Use the wide char and multi-byte functions:

int utf8len(char *str)
{
    int len, inc;

    // mblen(NULL, 0) is needed to reset internal conversion state
    for (len = 0, mblen(NULL, 0); *str; len++, str += inc)
        if ((inc = mblen(str, MB_CUR_MAX)) < 0)
            return inc;

    return len;
}

int main()
{
    setlocale(LC_ALL, "");
    char *w = "Artîsté";
    printf("%lu\n", strlen(w));

    int z, len = utf8len(w);
    wchar_t wstr[len+1];
    mbstowcs(wstr, w, len);
    for(z=0; z<len; z++)
        printf("%i: %lc\n", z, wstr[z]);
}

You got lucky with the first printf, because you never changed the data, once you split up the chars, your output was no longer utf8.

2
On

If your execution environment uses UTF-8 (Linux, for example), your code will work as-is, as long as you set a suitable locale, as in setlocale(LC_ALL, "en_US.utf9"); before calling that printf.

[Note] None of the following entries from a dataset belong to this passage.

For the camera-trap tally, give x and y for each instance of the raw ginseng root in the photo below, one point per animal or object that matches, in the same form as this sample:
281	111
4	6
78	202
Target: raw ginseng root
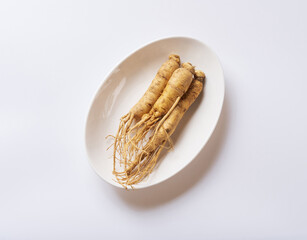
143	106
145	161
177	85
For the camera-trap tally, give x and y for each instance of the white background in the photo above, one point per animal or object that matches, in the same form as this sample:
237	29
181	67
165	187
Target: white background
248	183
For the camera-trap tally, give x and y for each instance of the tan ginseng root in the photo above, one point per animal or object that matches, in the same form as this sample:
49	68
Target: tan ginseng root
145	162
177	85
143	106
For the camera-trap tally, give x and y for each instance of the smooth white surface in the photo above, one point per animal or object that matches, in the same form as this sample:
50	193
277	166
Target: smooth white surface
126	84
248	183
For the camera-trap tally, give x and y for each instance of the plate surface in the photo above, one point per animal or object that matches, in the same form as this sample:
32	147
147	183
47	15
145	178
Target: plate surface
125	85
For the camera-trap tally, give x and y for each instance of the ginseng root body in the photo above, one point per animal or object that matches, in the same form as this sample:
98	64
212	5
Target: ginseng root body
146	159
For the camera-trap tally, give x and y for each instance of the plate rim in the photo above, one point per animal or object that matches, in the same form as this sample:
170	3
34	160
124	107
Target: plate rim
136	187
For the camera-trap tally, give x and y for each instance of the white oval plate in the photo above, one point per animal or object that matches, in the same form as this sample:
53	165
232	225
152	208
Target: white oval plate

demo: http://ideone.com/zFUYM

Otherwise, your best bet is probably to convert to wide string and print that. If you plan on doing something other than I/O with the individual characters of that string, you will have to do it anyway.

As for hitting a multibyte char, the portable way to test is if mblen() returns a value greater than 1.